Recursive Feature Elimination(RFE)
It is a wrapper method for feature selection. It recursively removes the least important features based on their impact on the model’s performance. The goal is to rank features by importance and select the best subset.
How it works
- Train a model on the full set of features.
- Rank features based on their importance
- Coefficients in linear models
- Feature importance in tree-based models.
- Remove the least important feature(s).
- Repeat the process until the desired number of features is reached.
- The remaining features are the selected subset.
Pros of RFE
- It works well when you have a predefined idea of how many features you want.
Cons of RFE
- Easy to overfit if the dataset is small, as it doesn’t validate performance across different subsets.
What if we don’t know the optimal number of features that we want & we want our model to be robust, not prone to overfit
In this case, we can use RFECV
Recursive Feature Elimination with Cross-Validation (RFECV) is an enhanced versino of RFE. It extends RFE by incorporating cross-validation to automatically determine the optimal number of features, improving robustness.
How it works
- Similar to RFE, it starts with all features and iteratively removes the least important ones.

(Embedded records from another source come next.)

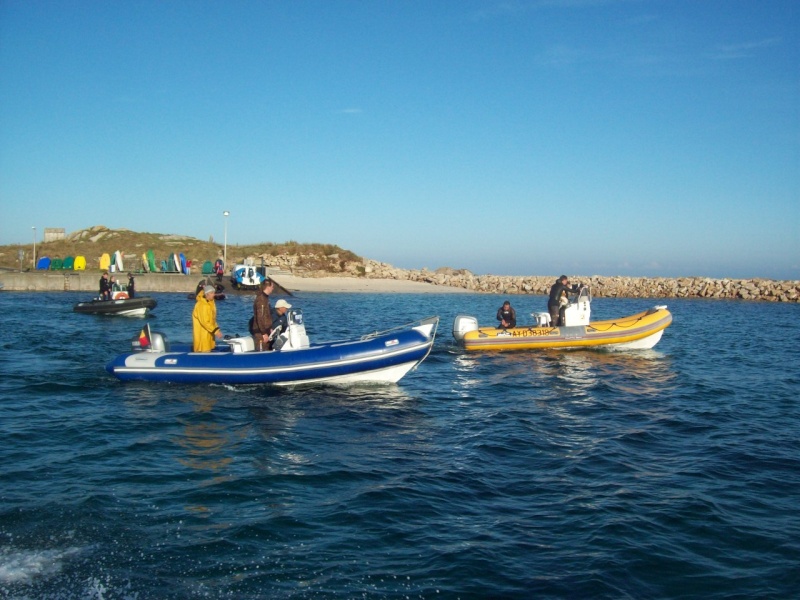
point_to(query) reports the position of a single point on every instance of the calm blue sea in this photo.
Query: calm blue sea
(669, 473)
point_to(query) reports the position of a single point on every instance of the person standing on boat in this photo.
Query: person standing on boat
(507, 316)
(279, 317)
(554, 307)
(105, 287)
(262, 316)
(204, 321)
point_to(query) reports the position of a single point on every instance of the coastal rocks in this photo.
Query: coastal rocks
(607, 287)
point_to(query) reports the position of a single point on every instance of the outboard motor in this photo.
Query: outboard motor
(463, 324)
(295, 337)
(158, 343)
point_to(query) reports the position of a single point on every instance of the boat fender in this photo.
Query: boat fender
(279, 342)
(657, 308)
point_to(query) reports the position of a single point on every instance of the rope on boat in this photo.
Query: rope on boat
(375, 334)
(616, 324)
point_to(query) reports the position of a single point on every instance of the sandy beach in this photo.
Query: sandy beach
(373, 286)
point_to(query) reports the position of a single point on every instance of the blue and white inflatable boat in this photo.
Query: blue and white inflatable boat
(384, 356)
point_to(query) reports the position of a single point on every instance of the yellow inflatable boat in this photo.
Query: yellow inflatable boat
(640, 331)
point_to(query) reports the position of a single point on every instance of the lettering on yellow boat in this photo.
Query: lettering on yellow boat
(530, 332)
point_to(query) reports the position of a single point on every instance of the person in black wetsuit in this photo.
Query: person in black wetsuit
(558, 289)
(507, 316)
(105, 287)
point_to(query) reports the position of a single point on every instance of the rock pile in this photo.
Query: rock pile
(602, 287)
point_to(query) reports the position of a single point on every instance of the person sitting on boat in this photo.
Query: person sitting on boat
(557, 291)
(204, 321)
(105, 287)
(507, 316)
(262, 316)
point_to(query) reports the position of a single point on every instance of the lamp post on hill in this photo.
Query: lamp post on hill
(225, 214)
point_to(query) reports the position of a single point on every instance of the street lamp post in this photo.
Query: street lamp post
(225, 249)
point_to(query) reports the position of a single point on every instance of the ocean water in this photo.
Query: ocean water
(669, 473)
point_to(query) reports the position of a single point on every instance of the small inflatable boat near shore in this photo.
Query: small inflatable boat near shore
(640, 331)
(120, 304)
(383, 357)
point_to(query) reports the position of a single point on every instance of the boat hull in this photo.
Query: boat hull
(640, 331)
(382, 358)
(129, 307)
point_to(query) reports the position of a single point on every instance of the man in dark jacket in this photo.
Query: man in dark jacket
(507, 316)
(559, 289)
(262, 317)
(105, 287)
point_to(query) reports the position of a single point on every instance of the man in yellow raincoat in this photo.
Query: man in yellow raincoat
(204, 321)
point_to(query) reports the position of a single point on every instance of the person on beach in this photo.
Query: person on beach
(507, 316)
(204, 321)
(554, 303)
(105, 287)
(262, 316)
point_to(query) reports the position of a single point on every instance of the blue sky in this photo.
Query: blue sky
(617, 137)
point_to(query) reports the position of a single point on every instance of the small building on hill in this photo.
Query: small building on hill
(54, 234)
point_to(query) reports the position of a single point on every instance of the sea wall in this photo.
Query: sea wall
(608, 287)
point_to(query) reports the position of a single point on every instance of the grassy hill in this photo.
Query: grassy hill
(92, 243)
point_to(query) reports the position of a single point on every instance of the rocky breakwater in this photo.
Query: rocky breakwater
(606, 287)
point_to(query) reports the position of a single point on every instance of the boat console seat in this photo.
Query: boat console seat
(241, 344)
(541, 319)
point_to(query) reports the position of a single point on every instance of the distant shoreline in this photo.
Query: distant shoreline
(426, 282)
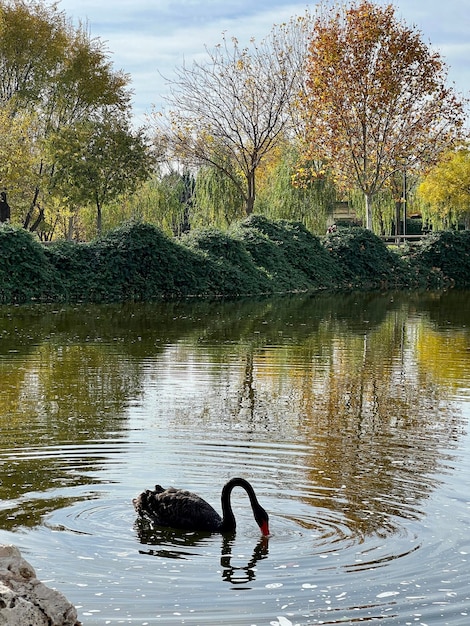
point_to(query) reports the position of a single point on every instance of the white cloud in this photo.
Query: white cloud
(148, 38)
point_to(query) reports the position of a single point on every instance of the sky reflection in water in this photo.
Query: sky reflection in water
(348, 414)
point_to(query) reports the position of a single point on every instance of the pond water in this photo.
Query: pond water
(348, 413)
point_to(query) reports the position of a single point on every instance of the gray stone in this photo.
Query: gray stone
(26, 601)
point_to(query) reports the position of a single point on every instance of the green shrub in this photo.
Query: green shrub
(25, 273)
(230, 270)
(288, 253)
(445, 254)
(364, 258)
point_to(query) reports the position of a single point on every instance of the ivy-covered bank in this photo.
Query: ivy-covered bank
(257, 256)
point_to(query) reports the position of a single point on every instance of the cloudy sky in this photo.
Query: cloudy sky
(149, 38)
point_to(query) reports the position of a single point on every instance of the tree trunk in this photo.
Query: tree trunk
(250, 199)
(98, 219)
(368, 200)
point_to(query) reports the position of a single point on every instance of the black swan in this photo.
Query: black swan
(177, 508)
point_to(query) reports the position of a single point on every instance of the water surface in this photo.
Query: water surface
(348, 413)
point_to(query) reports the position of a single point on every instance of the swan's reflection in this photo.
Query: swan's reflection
(177, 544)
(239, 575)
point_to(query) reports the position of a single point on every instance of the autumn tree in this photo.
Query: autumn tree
(97, 161)
(376, 99)
(446, 189)
(229, 111)
(54, 75)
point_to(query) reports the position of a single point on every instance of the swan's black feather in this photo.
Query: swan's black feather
(177, 508)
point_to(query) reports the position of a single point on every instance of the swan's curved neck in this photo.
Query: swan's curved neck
(228, 518)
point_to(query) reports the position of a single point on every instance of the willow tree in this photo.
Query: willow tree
(233, 107)
(445, 189)
(376, 99)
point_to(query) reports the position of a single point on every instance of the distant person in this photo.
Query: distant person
(4, 207)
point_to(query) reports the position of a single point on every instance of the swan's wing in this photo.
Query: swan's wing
(177, 508)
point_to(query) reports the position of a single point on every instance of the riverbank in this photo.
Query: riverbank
(255, 257)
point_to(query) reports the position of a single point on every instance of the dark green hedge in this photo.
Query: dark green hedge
(257, 256)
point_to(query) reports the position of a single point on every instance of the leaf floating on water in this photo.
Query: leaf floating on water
(281, 621)
(388, 594)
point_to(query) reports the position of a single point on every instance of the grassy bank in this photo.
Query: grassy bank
(257, 256)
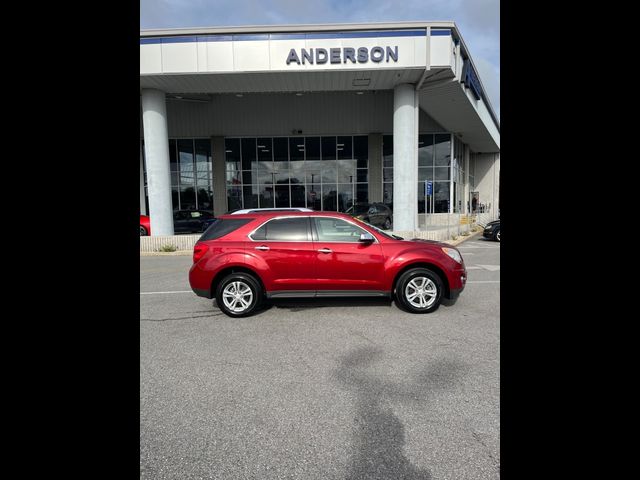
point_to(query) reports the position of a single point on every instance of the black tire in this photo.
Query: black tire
(413, 281)
(241, 283)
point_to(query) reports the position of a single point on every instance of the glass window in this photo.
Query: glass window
(298, 194)
(362, 193)
(187, 198)
(280, 149)
(346, 171)
(205, 198)
(234, 197)
(441, 197)
(221, 227)
(425, 150)
(250, 198)
(328, 148)
(425, 173)
(387, 150)
(345, 148)
(361, 150)
(363, 175)
(265, 149)
(297, 148)
(232, 153)
(282, 195)
(442, 173)
(443, 149)
(329, 197)
(203, 150)
(248, 152)
(173, 156)
(292, 229)
(337, 230)
(345, 196)
(266, 195)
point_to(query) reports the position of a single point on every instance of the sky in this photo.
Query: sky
(478, 20)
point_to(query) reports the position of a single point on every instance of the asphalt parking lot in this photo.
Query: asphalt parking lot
(320, 389)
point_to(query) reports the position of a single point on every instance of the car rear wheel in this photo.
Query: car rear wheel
(419, 290)
(239, 295)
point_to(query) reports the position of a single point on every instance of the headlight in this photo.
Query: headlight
(453, 253)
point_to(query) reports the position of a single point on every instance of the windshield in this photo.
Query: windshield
(381, 232)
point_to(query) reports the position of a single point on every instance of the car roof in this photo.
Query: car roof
(276, 209)
(285, 213)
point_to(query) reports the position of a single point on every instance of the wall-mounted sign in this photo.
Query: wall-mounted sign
(470, 79)
(320, 56)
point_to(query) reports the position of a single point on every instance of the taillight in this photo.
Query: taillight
(198, 251)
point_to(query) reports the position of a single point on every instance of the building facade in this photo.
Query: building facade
(322, 116)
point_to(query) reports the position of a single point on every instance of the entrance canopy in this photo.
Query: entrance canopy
(196, 63)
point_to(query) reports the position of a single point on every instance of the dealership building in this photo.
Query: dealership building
(318, 116)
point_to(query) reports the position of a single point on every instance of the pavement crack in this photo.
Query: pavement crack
(487, 450)
(178, 318)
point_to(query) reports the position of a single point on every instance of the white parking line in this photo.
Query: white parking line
(162, 293)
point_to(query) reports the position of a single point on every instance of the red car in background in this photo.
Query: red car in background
(243, 259)
(184, 221)
(145, 225)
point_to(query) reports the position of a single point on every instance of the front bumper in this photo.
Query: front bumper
(457, 283)
(202, 292)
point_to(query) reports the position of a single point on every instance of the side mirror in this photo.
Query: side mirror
(366, 237)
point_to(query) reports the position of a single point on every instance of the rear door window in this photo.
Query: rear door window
(292, 229)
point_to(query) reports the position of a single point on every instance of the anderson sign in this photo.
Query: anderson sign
(341, 55)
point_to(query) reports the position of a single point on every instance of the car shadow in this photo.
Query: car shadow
(377, 450)
(302, 304)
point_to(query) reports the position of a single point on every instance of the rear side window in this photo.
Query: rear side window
(221, 227)
(284, 230)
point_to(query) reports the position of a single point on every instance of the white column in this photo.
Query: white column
(405, 158)
(156, 149)
(143, 206)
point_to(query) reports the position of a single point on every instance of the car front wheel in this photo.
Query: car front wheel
(419, 290)
(239, 295)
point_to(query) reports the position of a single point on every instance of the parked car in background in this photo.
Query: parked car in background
(492, 230)
(279, 209)
(377, 214)
(243, 259)
(145, 225)
(184, 221)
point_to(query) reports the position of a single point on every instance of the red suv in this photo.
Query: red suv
(242, 259)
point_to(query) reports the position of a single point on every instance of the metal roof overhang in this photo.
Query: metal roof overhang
(441, 95)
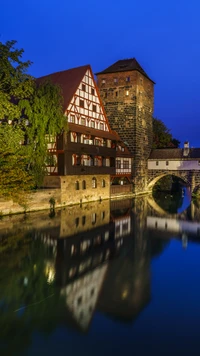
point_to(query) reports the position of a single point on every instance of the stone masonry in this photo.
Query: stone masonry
(128, 97)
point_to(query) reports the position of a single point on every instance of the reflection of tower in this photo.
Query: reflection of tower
(126, 289)
(82, 295)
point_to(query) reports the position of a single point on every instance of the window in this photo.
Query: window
(82, 121)
(94, 183)
(118, 163)
(83, 220)
(126, 164)
(77, 222)
(81, 103)
(72, 118)
(93, 218)
(77, 185)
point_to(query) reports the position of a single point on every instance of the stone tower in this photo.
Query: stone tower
(128, 96)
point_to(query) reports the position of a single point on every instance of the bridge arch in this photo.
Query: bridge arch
(154, 177)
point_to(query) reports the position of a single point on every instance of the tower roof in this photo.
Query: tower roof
(125, 65)
(68, 80)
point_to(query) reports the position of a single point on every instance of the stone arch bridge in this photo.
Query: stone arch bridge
(182, 163)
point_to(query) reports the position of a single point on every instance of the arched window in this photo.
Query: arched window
(94, 182)
(77, 185)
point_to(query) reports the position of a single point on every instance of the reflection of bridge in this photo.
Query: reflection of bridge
(182, 163)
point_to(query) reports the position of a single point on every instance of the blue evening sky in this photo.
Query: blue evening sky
(163, 35)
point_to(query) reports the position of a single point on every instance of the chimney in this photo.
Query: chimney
(186, 149)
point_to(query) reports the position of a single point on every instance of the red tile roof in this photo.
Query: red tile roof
(68, 80)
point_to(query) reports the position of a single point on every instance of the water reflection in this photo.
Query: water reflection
(61, 270)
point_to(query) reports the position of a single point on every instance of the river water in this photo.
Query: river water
(109, 278)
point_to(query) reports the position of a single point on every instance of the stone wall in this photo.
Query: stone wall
(64, 191)
(191, 178)
(129, 107)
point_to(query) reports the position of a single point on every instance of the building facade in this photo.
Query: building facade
(89, 148)
(128, 97)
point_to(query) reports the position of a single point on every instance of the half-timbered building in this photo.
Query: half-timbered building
(87, 153)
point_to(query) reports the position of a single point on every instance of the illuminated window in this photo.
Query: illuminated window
(77, 185)
(118, 164)
(72, 118)
(94, 183)
(93, 218)
(82, 121)
(77, 222)
(126, 164)
(103, 183)
(81, 103)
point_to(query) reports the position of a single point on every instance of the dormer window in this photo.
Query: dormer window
(81, 103)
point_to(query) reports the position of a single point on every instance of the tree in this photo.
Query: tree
(34, 111)
(15, 180)
(162, 136)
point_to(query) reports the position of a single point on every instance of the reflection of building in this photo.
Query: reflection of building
(82, 295)
(169, 225)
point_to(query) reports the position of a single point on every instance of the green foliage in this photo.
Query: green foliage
(34, 111)
(15, 180)
(162, 136)
(15, 83)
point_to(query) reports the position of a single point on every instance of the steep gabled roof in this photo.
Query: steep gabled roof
(68, 80)
(174, 153)
(125, 65)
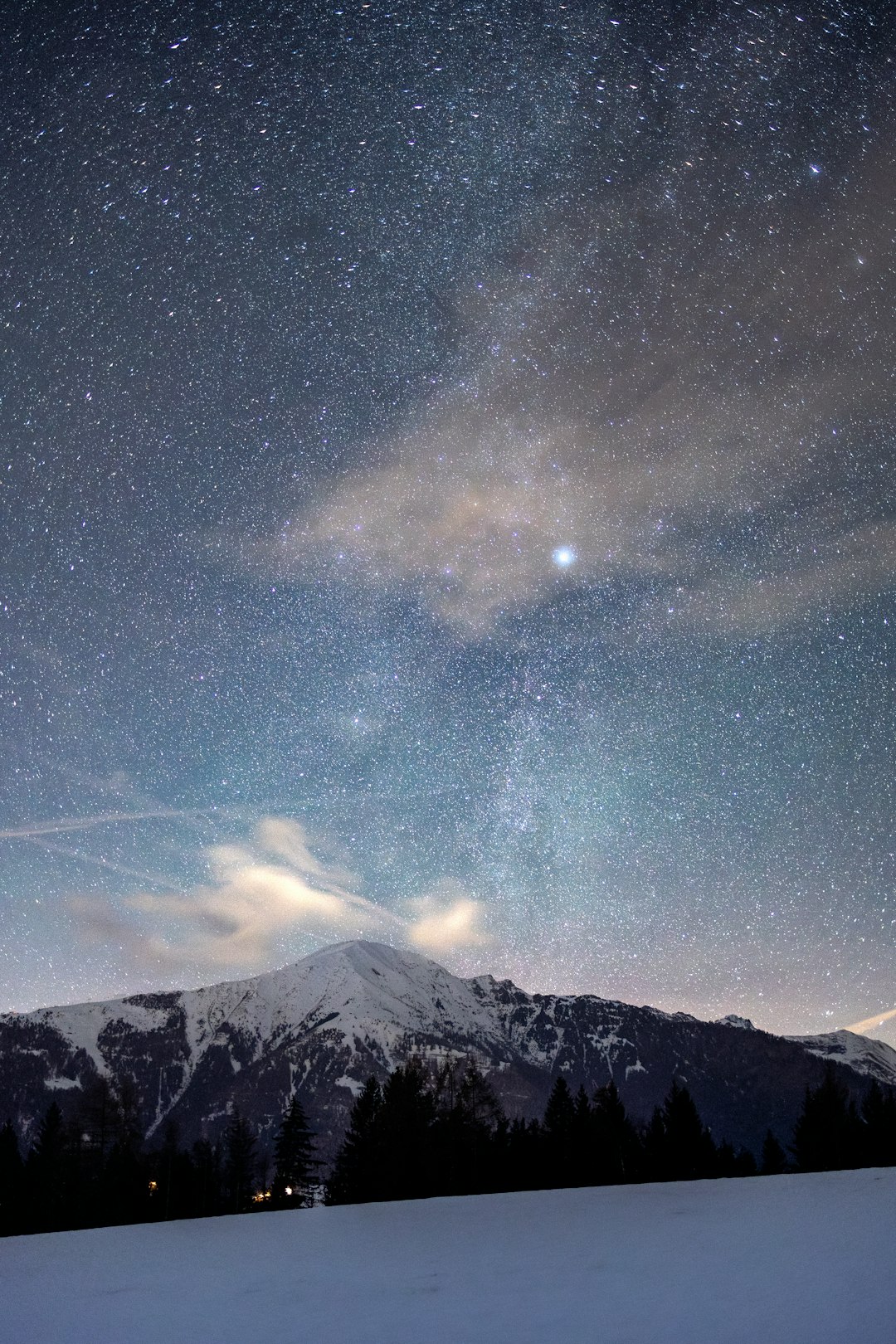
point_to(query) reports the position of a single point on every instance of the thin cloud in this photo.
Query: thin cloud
(45, 828)
(262, 895)
(861, 1029)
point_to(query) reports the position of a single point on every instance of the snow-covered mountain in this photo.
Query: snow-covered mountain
(324, 1025)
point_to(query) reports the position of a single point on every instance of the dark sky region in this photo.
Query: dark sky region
(448, 496)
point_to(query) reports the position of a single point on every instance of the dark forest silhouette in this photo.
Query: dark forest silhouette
(418, 1135)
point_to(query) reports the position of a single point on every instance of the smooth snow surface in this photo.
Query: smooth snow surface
(776, 1259)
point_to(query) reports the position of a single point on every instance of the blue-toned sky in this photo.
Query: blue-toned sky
(448, 496)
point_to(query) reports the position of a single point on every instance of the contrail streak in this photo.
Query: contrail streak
(869, 1023)
(47, 828)
(152, 878)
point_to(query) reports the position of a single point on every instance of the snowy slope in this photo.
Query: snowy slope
(777, 1259)
(865, 1055)
(323, 1025)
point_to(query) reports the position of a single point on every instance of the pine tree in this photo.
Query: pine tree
(828, 1135)
(358, 1171)
(558, 1131)
(240, 1163)
(11, 1181)
(47, 1175)
(618, 1157)
(293, 1159)
(677, 1146)
(879, 1127)
(407, 1118)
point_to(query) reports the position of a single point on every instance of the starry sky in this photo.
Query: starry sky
(448, 496)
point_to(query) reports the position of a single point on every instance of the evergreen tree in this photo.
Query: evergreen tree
(11, 1181)
(879, 1127)
(558, 1136)
(407, 1116)
(677, 1144)
(828, 1135)
(461, 1136)
(293, 1159)
(618, 1157)
(240, 1163)
(47, 1175)
(358, 1171)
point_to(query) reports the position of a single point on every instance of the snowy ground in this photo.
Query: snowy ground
(777, 1259)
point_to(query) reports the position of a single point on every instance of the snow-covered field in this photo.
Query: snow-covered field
(777, 1259)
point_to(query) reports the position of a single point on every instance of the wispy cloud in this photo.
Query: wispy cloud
(262, 894)
(30, 830)
(861, 1029)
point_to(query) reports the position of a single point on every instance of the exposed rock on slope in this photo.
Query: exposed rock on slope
(324, 1025)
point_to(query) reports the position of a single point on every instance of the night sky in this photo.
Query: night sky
(448, 496)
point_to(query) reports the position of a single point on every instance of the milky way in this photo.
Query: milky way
(448, 496)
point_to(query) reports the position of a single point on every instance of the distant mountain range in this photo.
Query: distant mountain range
(320, 1027)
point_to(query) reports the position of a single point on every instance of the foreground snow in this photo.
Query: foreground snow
(779, 1259)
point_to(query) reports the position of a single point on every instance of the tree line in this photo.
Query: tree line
(418, 1135)
(95, 1171)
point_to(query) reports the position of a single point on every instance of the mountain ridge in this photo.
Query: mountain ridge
(319, 1027)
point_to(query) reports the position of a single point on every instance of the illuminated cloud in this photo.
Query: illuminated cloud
(869, 1025)
(262, 895)
(446, 919)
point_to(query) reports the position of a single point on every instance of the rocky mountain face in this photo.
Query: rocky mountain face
(321, 1027)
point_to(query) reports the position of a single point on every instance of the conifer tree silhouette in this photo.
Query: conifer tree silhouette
(293, 1159)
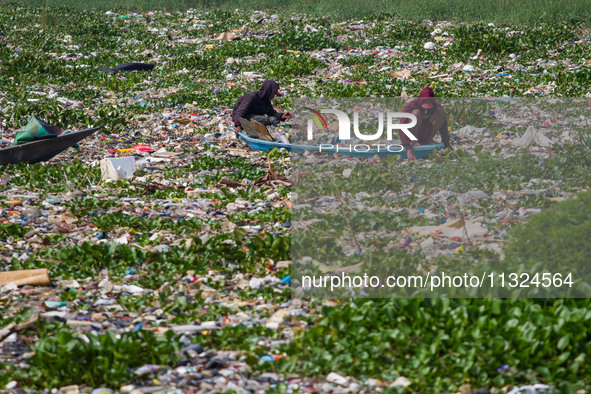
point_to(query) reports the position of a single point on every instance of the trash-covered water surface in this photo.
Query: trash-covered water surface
(379, 226)
(155, 255)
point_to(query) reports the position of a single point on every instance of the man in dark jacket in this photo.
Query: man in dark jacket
(431, 119)
(257, 106)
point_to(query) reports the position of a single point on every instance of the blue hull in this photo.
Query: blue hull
(421, 152)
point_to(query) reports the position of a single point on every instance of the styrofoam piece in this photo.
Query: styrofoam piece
(118, 168)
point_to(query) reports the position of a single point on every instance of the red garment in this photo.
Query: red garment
(426, 128)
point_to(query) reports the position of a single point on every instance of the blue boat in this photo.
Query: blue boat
(43, 150)
(421, 152)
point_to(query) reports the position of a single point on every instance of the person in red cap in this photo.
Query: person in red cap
(257, 106)
(431, 119)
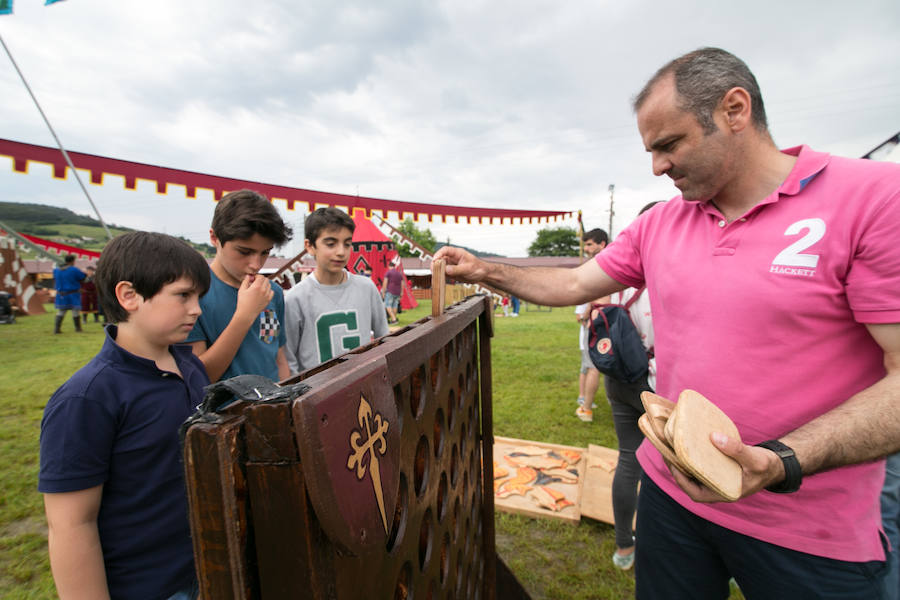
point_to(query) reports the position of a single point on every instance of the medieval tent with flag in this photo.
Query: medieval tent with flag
(373, 251)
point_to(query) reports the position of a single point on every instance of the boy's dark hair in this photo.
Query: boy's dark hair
(149, 261)
(326, 218)
(597, 235)
(240, 214)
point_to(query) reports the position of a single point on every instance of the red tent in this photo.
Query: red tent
(373, 249)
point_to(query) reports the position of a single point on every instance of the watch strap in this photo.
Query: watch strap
(793, 474)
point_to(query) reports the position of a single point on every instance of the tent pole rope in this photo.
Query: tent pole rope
(58, 143)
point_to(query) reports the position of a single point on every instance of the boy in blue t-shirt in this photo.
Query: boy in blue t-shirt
(241, 331)
(111, 470)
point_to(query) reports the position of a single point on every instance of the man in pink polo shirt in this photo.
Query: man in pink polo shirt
(774, 282)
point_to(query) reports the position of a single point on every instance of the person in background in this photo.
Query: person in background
(67, 278)
(392, 289)
(595, 240)
(89, 295)
(332, 311)
(625, 403)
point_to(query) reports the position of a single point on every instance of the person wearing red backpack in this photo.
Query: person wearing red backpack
(625, 403)
(595, 240)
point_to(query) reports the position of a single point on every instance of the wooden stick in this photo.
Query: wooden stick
(438, 288)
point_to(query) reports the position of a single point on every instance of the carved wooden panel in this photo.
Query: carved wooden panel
(368, 485)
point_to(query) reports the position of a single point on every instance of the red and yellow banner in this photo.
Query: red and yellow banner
(98, 166)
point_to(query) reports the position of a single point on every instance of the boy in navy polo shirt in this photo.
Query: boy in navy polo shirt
(111, 470)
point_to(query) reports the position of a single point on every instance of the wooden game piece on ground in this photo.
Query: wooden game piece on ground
(596, 493)
(568, 491)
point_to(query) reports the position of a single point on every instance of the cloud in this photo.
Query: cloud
(501, 104)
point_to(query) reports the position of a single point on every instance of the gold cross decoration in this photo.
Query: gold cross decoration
(374, 445)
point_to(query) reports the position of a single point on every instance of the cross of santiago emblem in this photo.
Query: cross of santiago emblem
(373, 427)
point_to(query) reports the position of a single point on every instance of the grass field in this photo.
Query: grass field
(535, 367)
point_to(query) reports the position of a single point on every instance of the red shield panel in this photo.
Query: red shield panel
(349, 442)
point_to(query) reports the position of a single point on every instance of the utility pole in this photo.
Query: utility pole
(612, 188)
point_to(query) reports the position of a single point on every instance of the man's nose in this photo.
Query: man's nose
(661, 164)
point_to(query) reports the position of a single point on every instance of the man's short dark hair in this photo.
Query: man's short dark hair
(326, 218)
(149, 261)
(598, 236)
(240, 214)
(702, 78)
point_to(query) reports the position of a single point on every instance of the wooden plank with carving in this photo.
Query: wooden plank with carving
(218, 511)
(543, 480)
(596, 495)
(366, 485)
(438, 287)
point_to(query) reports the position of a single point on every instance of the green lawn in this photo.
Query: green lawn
(535, 367)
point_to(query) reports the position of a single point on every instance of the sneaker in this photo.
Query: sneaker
(584, 414)
(623, 562)
(581, 403)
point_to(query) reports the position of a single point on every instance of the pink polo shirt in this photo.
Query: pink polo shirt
(765, 317)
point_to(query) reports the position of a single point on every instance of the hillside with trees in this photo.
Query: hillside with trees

- At each step, it evaluates the model performance using cross-validation.
- Tracks the model performance for each subset of features.
- Selects the subset with the best cross-validated performance.
Pros of RFECV
- Automatically selects the optimal number of features based on model performance.
- Reduces overfitting by validating on multiple folds of data.
- Saves time compared to manually experimenting with different feature counts.
Cons of RFECV
- More computationlly expensive than RFE due to CV at each iteration.
- Might need more data to ensure stable cv results.
Summary
Use RFE if you already know the exact number of features to retain, when computational resources are limited, speet is a priority or just for a quick exploratory purposes.
정확히 원하는 피처 수가 정해져있을 때, 가볍고 빠르게 훑어보고싶을 때, 오버피팅될 수 있음 (train data로만 평가하기 때문)
Ohterwise use RFECV when you don’t know the optimal number of features to select, if you want to ensure robustness and reduce overfitting.
피처 수를 몇개로 추릴지 정하지않았을 때, 가볍고 빠른 것보다 computational cost가 좀 들더라도 robust 한 결과를 원할 때. train - valid 나눠서 평가하기때문에 좀 더 정확한 결과를 얻을 수 있음.